L′	= L-2eL (S10.6.3.1.5-2) where: eL = eccentricity parallel to dimension L (ft.)
L′	= 12-2(626/1,374) = 11.09 ft.

Figure SC10.6.3.1.5-1-Reduced Footing Dimensions (Reproduced from the Specifications)

According to S10.6.3.1.2c, for cohesionless soil, the nominal bearing resistance of a layer of the soil in TSF may be determined as:

qult	= 0.5γBCw1Nγm + γCw2DfNqm (S10.6.3.1.2c-1) where: Df = depth of footing from ground level (ft.) = 6 ft. γ = total, i.e., moist density of sand or gravel (TCF) = 120/2,000 = 0.06 TCF B = footing width (ft.) = smaller of 11.82 and 11.09 ft. = 11.09 ft.
Cw1, Cw2	= coefficients as specified in Table S10.6.3.1.2c-1 as a function of Dw (dimensionless) = for dry soil with a large depth, Cw1 = Cw2 = 1.0 Dw = depth to water surface taken from the ground surface (ft.) = assume a large distance relative to the footing dimensions
Nγm, Nqm	= modified bearing capacity factor (dimensionless)

Substituting in Eq. S10.6.3.1.2c-1:

qult	= 0.5(0.06)(11.09)(1.0)Nγm + 0.06(1.0)(6)Nqm = 0.334Nγm + 0.36Nqm

From Eqs. S10.6.3.1.2c-2 and -3

Nγm

= NγSγcγiγ (S10.6.3.1.2c-2)

Nqm

= NqSqcqiqdq (S10.6.3.1.2c-3) where: Nγ = bearing capacity factor as specified in Table S10.6.3.1.2c-2 for footings on relatively level ground Nq = bearing capacity factor as specified in Table S10.6.3.1.2c-2 for relatively level ground Sq, Sγ = shape factors specified in Tables S10.6.3.1.2c-3 and -4, respectively cq, cγ = soil compressibility factors specified in Tables S10.6.3.1.2c-5 iq, iγ = load inclination factors specified in Tables S10.6.3.1.2c-7 and -8 dq = depth factor specified in Table S10.6.3.1.2c-9

From Table S10.6.3.1.2c-2: N_γ = 30 for φ_f = 32 degrees

From Table S10.6.3.1.2c-2: N_q = 23 for φ_f = 32 degrees

L′/B′

= 11.82/11.09 = 1.07

Interpolate between L′/B′ = 1 and 2. However, using values corresponding to L′/B′ = 1.0 will not lead to significant change because L′/B′ ≈ 1.0.

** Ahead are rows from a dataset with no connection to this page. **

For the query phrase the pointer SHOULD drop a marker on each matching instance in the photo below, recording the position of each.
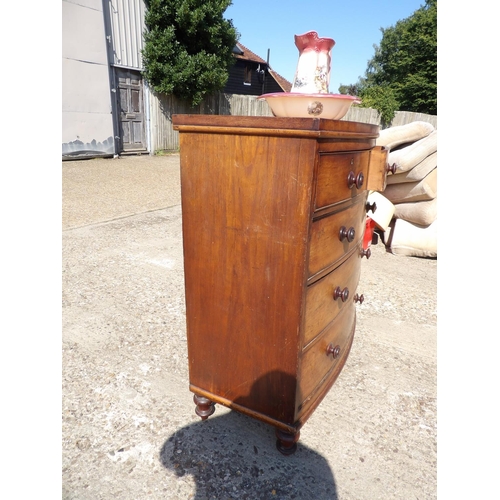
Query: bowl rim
(311, 96)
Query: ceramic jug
(313, 69)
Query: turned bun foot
(286, 442)
(204, 407)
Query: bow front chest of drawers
(273, 215)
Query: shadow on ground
(234, 456)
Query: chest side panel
(246, 204)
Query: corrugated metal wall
(127, 24)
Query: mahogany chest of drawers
(273, 214)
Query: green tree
(403, 71)
(188, 47)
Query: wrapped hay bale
(403, 134)
(410, 156)
(420, 212)
(405, 238)
(417, 173)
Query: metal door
(131, 110)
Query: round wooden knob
(333, 350)
(348, 234)
(366, 253)
(359, 298)
(391, 168)
(338, 293)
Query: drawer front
(340, 176)
(334, 236)
(328, 296)
(327, 353)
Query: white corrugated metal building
(104, 97)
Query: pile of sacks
(407, 208)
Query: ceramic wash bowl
(298, 105)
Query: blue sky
(355, 27)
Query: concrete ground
(129, 426)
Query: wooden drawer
(321, 306)
(327, 244)
(316, 362)
(334, 169)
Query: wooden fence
(162, 107)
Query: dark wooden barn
(251, 75)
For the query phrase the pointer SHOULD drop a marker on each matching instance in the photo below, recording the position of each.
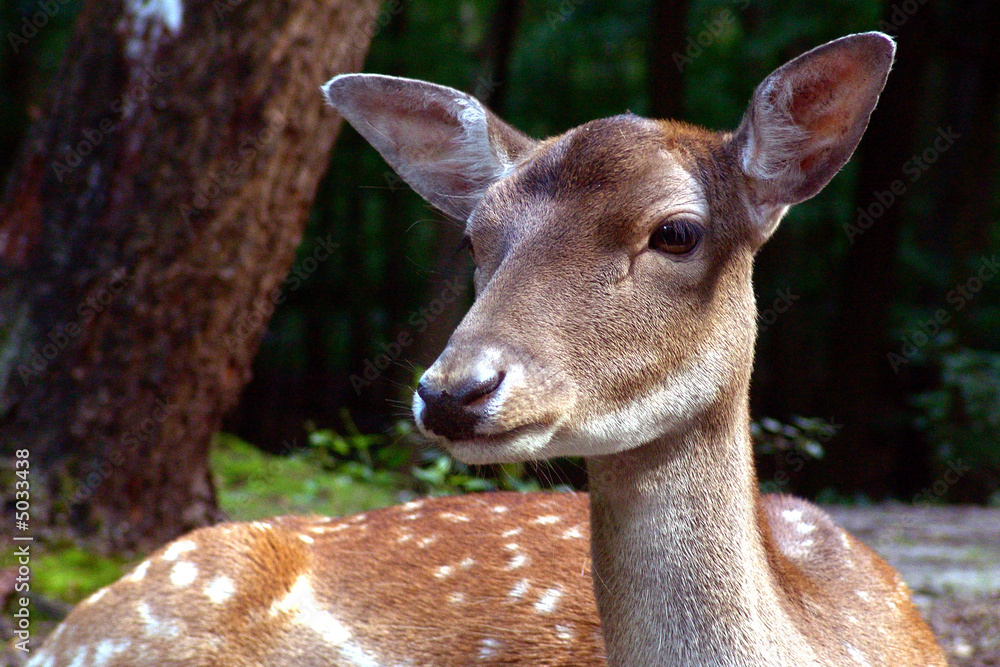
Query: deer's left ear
(806, 119)
(441, 141)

From Table S10.6.3.1.2c-3: S_q = 1.62 for L′/B′ = 1.0 and φ_f = 30 degrees

From Table S10.6.3.1.2c-4: S_γ = 0.6 for L′/B′ = 1.0 and φ_f = 30 degrees

Soil stress at the footing depth before excavation, q = 0.06(6) = 0.36 TSF

For Tables S10.6.3.1.2c-5 and -6, either interpolate between q = 0.25 and q = 0.5 or, as a conservative approach, use the value corresponding to q = 0.5. For this example, the value corresponding to q = 0.5 TSF is used.

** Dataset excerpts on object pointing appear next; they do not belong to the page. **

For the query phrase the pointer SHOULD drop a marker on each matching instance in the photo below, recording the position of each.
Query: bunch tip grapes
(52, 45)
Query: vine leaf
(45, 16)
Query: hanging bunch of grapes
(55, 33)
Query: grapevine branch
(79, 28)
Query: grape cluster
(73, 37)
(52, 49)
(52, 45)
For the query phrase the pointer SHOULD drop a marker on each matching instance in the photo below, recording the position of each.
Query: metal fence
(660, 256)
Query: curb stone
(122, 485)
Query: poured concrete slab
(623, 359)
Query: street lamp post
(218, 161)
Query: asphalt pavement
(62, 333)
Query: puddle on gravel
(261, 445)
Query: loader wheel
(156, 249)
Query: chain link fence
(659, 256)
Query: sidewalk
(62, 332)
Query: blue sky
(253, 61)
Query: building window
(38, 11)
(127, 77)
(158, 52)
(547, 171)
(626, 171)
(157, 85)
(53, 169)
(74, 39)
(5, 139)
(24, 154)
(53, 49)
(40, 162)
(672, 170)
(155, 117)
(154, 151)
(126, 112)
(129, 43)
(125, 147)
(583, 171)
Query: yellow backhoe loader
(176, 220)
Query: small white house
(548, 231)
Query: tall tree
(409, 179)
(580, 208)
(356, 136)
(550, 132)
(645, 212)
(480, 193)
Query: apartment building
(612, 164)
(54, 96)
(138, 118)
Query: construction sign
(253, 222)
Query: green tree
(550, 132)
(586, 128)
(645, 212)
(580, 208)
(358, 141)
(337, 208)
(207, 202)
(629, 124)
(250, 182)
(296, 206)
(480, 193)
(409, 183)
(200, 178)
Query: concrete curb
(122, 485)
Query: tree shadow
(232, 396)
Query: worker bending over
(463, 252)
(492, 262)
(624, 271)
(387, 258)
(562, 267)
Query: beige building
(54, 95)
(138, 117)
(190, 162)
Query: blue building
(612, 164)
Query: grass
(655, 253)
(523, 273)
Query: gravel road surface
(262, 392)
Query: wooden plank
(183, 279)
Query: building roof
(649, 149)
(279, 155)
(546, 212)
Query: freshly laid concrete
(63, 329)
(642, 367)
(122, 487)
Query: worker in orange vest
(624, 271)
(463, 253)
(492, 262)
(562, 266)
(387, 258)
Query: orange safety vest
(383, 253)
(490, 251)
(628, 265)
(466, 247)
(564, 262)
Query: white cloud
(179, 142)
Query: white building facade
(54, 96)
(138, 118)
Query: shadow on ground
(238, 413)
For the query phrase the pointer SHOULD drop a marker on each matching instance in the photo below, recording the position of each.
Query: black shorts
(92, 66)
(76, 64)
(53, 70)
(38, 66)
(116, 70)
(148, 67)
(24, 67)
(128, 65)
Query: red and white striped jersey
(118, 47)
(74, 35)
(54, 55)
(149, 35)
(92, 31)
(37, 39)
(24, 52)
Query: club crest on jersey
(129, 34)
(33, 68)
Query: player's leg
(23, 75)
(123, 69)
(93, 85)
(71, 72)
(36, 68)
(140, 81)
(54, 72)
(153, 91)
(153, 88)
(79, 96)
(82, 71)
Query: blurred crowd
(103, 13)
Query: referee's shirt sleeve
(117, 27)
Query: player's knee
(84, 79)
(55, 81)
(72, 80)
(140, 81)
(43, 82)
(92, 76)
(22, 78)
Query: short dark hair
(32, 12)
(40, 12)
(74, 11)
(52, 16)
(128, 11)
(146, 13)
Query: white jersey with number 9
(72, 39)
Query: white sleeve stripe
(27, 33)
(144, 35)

From Table S10.6.3.1.2c-5: c_q, c_γ = 1.0 for q = 0.5 and φ_f = 32 degrees

The maximum factored horizontal load on the bottom of the column from the bent analysis equals 46.0 and 26.0 kips in the transverse and longitudinal directions, respectively. In Table S10.6.3.1.2c-7, it is intended to use the unfactored horizontal and vertical loads. However, due to the small ratio of horizontal to vertical loads, using the factored loads does not affect the results.

Horizontal-to-vertical load ratio:

H/V	= 44.8/1,374 = 0.033 in the transverse direction
H/V	= 26.0/1,374 = 0.019 in the longitudinal direction

Table S10.6.3.1.2-7 lists values for i_q, i_γ that correspond to horizontal-to-vertical load ratios of 0.0 and 0.1. Interpolation between the two values is acceptable. A more conservative approach is to use the value corresponding to H/V = 0.1.

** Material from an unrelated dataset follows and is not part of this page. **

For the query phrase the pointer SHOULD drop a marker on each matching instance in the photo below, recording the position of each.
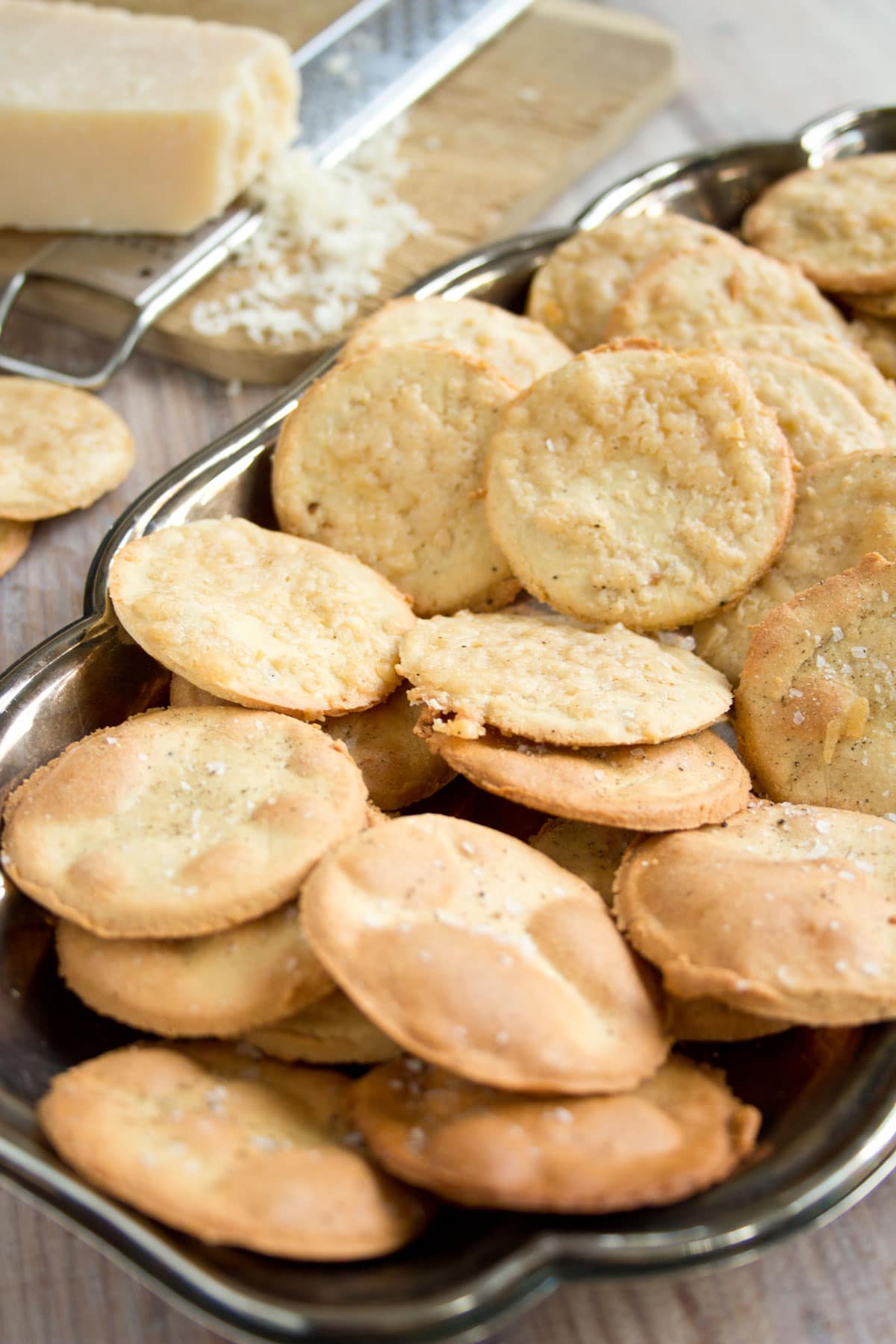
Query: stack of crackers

From Table S10.6.3.1.2c-7: i_q = 0.85 for square footing with H/V = 0.1

From Table S10.6.3.1.2c-7: i_γ = 0.77 for square footing with H/V = 0.1

Table S10.6.3.1.2c-9 lists values for d_q that correspond to a friction angle, φ_f ≥ 32 degrees and for D_f/B ≥ 1.0. For this example, φ_f = 30 degrees and D_f/B = 6/11.13 = 0.54

By extrapolation from Table S10.6.3.1.2c-9, use d_q = 1.05

Substituting in Eqs. S10.6.3.1.2c-2 and -3:

Nγm	= NγSγcγiγ = 30(0.6)(1.0)(0.77) = 13.86 (S10.6.3.1.2c2)
Nqm	= NqSqcqiqdq = 23(1.62)(1.0)(0.85)(1.05) = 33.3 (S10.6.3.1.2c-3)

Therefore,

qult	= 0.333Nγm + 0.36Nqm = 0.333(13.86) + 0.36(33.3) = 16.6 TSF

Resistance factor

From Table S10.5.5-1, several resistance factors are listed for cohesionless soil (sand). The selection of a particular resistance factor depends on the method of soil exploration used to determine the soil properties. Assuming that φ was estimated from SPT data, the resistance factor = 0.35

According to S10.6.3.1.1,

qR	= φqn = φqult = 0.35(16.6) = 5.81 TSF

Footing load resistance

= (qR)(footing effective area) = 5.81(11.82)(11.09) = 762.0 Tons = 1,524 k > 1,374 k applied OK

The soil load resistance check may be repeated using the same procedures for other load cases.